When estimates don’t converge:
Break big items into smaller ones. If convergence fails after two or three rounds, the item likely needs more refinement — mark it for further backlog grooming.
When technical debt or non‑functional work must be estimated:
Use the same rules but include cross‑functional team members (operations, security, QA) so all perspectives are considered. Explicitly capture non‑functional acceptance criteria before voting.
Example session: a real‑world walkthrough
During a recent planning session I facilitated for a team building a customer portal, a story labeled “Implement password reset flow” triggered widely divergent numbers: votes were 2, 3, 13, 8. The 13 came from a developer concerned about integration with an external authentication provider; the 2 and 3 came from UX and QA who assumed a simple in‑app flow. By asking the high voter to explain, we discovered a missing requirement: support for external identity providers. We split the story into “basic in‑app reset” (3) and “external provider integration” (13). The team finished faster because assumptions were clarified and risk isolated.
Advanced tips and variations
- Use a “relative baseline” story: Keep a reference story with a known size. Compare new items to that baseline to improve consistency.
- Limit estimators: For very large teams, use a representative subgroup to estimate and then review with the entire team to reduce noise.
- Asynchronous estimation: For distributed teams across time zones, use tools that allow asynchronous card reveals followed by a synchronous or asynchronous discussion.
- Estimate in two dimensions: For complex work, estimate effort and risk separately to prioritize what needs technical spikes first.
Measuring success and avoiding anti‑patterns
Planning poker is not about perfect precision. Success metrics include:
- Reduced rework from misunderstood requirements
- Shorter planning meetings over time as the team gains a common estimation language
- More predictable velocity with fewer missed commitments
Anti‑patterns to avoid: using estimates as promises to stakeholders without accounting for uncertainty, allowing a single voice to dictate estimates, or skipping discussion and treating planning poker as a bureaucratic exercise.
Tools and remote facilitation
Several digital tools replicate planning poker cards and simultaneous reveal, but the rules are the same. When working remotely:
- Ensure good audio/video so everyone can participate.
- Use breakout rooms if the number of stories or team size makes synchronous discussion unwieldy.
- Stick to short timeboxes and a clear facilitator role to maintain momentum.
When to skip planning poker
Not every backlog item needs an elaborate estimation.

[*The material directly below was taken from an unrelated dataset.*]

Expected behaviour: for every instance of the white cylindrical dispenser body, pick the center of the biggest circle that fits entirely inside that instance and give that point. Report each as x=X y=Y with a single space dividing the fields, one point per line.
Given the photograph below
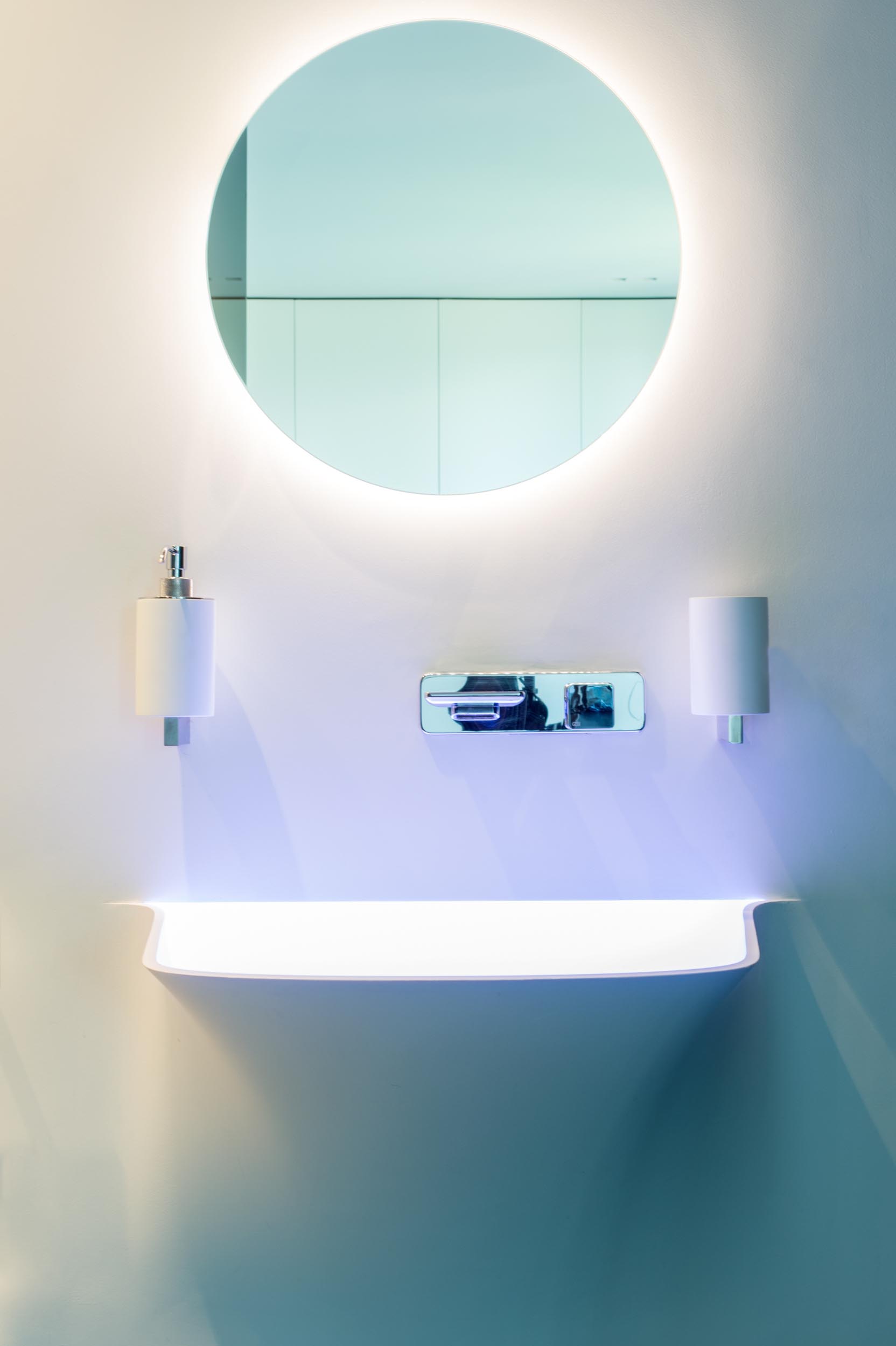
x=730 y=656
x=177 y=657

Skip detailed planning poker for trivial, well‑understood tasks or when a story is too small to matter — use a simple bucket (T-shirt sizes or binary “small/medium/large”) and move on.
Final checklist: quick planning poker rules summary
- Present one item at a time with clear acceptance criteria.
- Ask clarifying questions, then vote privately.
- Reveal simultaneously and discuss disagreements briefly.
- Re‑vote until consensus or practical agreement is reached.
- Record the estimate, assumptions, and outstanding risks.
Where to learn more
To expand your team's practice, experiment with the variations above, keep a reference story library, and periodically review how estimates track to actuals. For additional tools and community examples, visit keywords for general resources and inspiration. If you want a hands‑on workshop template or a facilitator checklist, check keywords to download materials and sample agendas.
Planning poker rules are deceptively simple: when applied with discipline and empathy they turn estimation into a learning ritual that improves both planning accuracy and team alignment. Start small, reflect on outcomes, and adapt the rules to your team's context — the real value is the conversation that the rules enable.